The impact of internal climate variability on OH trends between 2005 and 2014

• Published in: Environmental research letters Vol. 19; no. 6; pp. 64032 - 64041
• Main Authors: Zhu, Qindan, Fiore, Arlene M, Correa, Gus, Lamarque, Jean-Francois, Worden, Helen
• Format: Journal Article
• Language: English
• Published: Bristol IOP Publishing 01.06.2024
• Subjects: Air pollution; Air quality; chemistry-climate interaction; Climate models; Climate variability; Greenhouse gases; hydroxyl radical; Hydroxyl radicals; Initial conditions; machine learning; Meteorological parameters; methane; Neural networks; Oxidants; Oxidizing agents; Satellite observation; satellite observations; Trends; South America
• ISSN: 1748-9326; 1748-9326
• DOI: 10.1088/1748-9326/ad4b47

The hydroxyl radical (OH) lies at the nexus of climate and air quality as the primary oxidant for both reactive greenhouse gases and many hazardous air pollutants.
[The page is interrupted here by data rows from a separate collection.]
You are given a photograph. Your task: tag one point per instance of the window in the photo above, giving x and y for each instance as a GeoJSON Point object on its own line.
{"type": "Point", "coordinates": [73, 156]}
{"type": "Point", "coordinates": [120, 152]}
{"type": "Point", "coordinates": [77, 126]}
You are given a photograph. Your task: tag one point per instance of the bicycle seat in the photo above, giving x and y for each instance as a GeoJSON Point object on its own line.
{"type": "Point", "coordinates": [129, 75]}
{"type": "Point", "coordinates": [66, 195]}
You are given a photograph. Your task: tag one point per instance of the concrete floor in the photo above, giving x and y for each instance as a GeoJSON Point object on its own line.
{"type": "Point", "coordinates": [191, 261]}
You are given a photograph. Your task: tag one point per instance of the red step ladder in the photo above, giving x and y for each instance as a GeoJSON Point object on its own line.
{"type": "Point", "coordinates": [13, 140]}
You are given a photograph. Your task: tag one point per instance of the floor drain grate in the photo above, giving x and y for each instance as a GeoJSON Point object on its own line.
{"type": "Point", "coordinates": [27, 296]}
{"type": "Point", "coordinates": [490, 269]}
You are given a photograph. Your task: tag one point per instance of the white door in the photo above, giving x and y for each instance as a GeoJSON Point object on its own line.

To better understand the role of climate variability on spatiotemporal patterns of OH, we utilize a 13-member ensemble of the Community Earth System Model version 2-Whole Atmosphere Community Climate Model version 6 (CESM2-WACCM6), a fully coupled chemistry-climate model, spanning the years 1950–2014. Ensemble members vary only in their initial conditions of the climate state in 1950. We focus on the final decade of the simulation, 2005–2014, when prior studies disagree on the signs of the global OH trends. The ensemble mean global airmass-weighted mean tropospheric column OH ( Ω TOH ), which is an estimate of the forced signal, increases by 0.06%/year between 2005 and 2014 while regional Ω TOH trends range from −0.56%/year over Southern Europe to +0.64%/year over South America. We show that ten-year Ω TOH trends are strongly affected by internal climate variability, as the spread of Ω TOH trends across the ensemble varies between 0.23%/year in Asia and 1.53%/year in South America. We train a fully connected neural network to emulate the Ω TOH simulated by the CESM2-WACCM6 model and combine it with satellite observations to interpret the role of OH chemical proxies. While the OH chemical proxies are subject to internal variability, the impact of internal variability on Ω TOH trends is primarily due to the meteorological parameters except for South America. Forced trends in global mean Ω TOH do not unambiguously emerge from trends driven by internal variability over the 2005–2014 period. The observation-constrained Ω TOH presents opposite trends due to climate variability, resulting in varying conclusions on the attribution of OH to CH 4 trends.